Nello schema dell’opera di Manacorda, alla premessa che ne illustra la genesi non segue immediatamente un proprio lemmario, posposto, bensìun approfondimento intitolato ” Istruzioni ed ostruzioni ” : è questa la parte deputata a creare il confronto con il libro di Montanari, citato ampiamente, evidenziandone pregiudizi, carenze, contraddizioni, aporie. Nessuna vacua diatriba tra accademici, ma un terreno di confronto su quello che ha da essere il contesto culturale italiano: le istruzioni sono ciò che ne agevolano lo sviluppo, le ostruzioni ciò che lo ostacolano. In particolare, a Montanari è rimproverata una tendenza alla laudatio temporis acti che si risolve in una strenua difesa del ruolo dello Stato quale tutore dei beni culturali: a questa concezione, Manacorda replica con una visione meno integralista e più favorevole ad un’evoluzione del settore, conciliando esigenze di utenti ed addetti al settore, anche a costo di sperimentazioni comportanti iniziative fragili o discutibili purché accessibili a tutti.
Una visione liberale
Verrebbe da dire: finalmente una visione liberale! Di questo infatti si tratta: tanto si reclama maggiore libertà di agire per i ricercatori, svincolati dalle pastoie di una macchina burocratica cieca ed incapace di sviluppare una visione organica (si vedano le riflessioni riportate in spunti quali quelli dedicati a gestione, specializzazione, università ), quanto si fa presente l’importanza di creare un’offerta appetibile per coloro che intendano approcciarsi da profani al mondo della cultura, rendendoli partecipi e coinvolti (si confrontino lemmi come divulgazione, fotografare, marketing, turismo). Si travalica il misoneismo e si sdogana una cultura in grado di essere punto centrale della società italiana, a cui la gente possa avvicinarsi senza timore reverenziale e che possa considerarsi fondamentale per le politiche della nostra Repubblica.
Tra critiche e proposte
Una cultura in grado pure di essere presa in considerazione dall’economia e di generare indotto. Ben lungi dal considerare il patrimonio culturale come un giacimento da sfruttare cinicamente, Manacorda tuttavia chiede a gran voce che il mondo accademico scenda dall’empireo e si confronti con quelle che sono le esigenze terrene, fatte di attrazione delle masse e di circolazione di valori, certamente immateriali ma anche economici.
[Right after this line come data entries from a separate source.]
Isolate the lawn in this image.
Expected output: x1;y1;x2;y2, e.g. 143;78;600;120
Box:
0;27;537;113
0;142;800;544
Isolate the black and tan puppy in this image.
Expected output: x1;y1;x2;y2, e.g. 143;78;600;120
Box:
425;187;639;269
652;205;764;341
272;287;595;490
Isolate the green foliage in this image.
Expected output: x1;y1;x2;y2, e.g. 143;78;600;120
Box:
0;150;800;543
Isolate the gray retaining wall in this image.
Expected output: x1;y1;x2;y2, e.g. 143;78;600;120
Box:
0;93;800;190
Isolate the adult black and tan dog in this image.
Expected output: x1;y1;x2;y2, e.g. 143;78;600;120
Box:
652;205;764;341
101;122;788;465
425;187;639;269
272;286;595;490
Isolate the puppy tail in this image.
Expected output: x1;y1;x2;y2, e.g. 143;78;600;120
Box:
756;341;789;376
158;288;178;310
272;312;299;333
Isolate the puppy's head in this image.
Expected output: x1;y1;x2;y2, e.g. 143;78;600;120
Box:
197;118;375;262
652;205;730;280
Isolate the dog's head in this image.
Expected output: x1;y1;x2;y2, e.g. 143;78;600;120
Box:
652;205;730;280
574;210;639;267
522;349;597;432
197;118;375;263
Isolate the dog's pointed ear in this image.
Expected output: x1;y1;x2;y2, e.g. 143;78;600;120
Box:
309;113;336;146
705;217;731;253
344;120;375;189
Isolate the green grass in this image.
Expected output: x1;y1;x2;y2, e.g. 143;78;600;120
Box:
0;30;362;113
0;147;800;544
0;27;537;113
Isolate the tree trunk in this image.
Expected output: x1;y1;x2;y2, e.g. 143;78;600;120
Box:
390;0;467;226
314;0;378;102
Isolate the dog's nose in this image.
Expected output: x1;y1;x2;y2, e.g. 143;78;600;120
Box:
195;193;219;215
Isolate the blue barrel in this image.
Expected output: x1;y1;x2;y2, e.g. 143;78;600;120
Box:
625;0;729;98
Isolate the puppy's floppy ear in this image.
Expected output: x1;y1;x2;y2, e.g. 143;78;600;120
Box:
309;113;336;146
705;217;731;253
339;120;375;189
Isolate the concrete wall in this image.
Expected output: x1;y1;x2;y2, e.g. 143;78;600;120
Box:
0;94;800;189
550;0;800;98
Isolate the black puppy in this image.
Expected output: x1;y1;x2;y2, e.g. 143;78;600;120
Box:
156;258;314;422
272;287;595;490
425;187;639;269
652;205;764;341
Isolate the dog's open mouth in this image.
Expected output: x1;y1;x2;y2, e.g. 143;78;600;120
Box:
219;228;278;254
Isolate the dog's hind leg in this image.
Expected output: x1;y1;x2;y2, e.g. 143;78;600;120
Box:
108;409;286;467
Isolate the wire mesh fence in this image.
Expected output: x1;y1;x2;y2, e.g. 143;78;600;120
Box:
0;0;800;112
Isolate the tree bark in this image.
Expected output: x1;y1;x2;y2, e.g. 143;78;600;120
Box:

Il rimprovero di una cosìsentita fobia della volgarizzazione e del vil denaro nei confronti degli studiosi più intransigenti, quale parrebbe essere Montanari, presuppone che questi ultimi siano asceti professanti un totale disprezzo per soldi e pubblico. Ciò che voleva esprimere Montanari nella sua opera sembrava altro, cioè richiamare al primo posto la purezza del bene culturale evitandone la contaminazione con uno sfruttamento massiccio, senza per questo negare che, una volta assunta questa coscienza, esso possa essere un valido strumento di coesione sociale.
Tuttavia, al di là della pars destruens verso l’atteggiamento ultraconservatore, quel che maggiormente coinvolge del pensiero di Manacorda è la sua volontà di creare una collaborazione che porti a risultati positivi, tramite un dialogo che, scaturendo da specialisti di settori diversi, si allarghi a creare un’alleanza di innovatori che coinvolga tutti quegli italiani che legittimamente si sentono proprietari del patrimonio comune costituito dai beni culturali, e non soggetti estranei ad esso e pertanto disinteressati ad effettuare qualunque forma di investimento in tal direzione. A tutti quei cittadini che si vogliano fare costruttori del destino della loro nazione occorre dare fiducia, ingrediente fondamentale, insieme a coraggio e prudenza, tra quelli individuati dall’autore per la definizione di una terza via d’azione concreta rispetto alle vagheggiate istruzioni ed alle dannate ostruzioni: da qui partono le contro-istruzioni perché davvero l’Italia possa tornare agli italiani.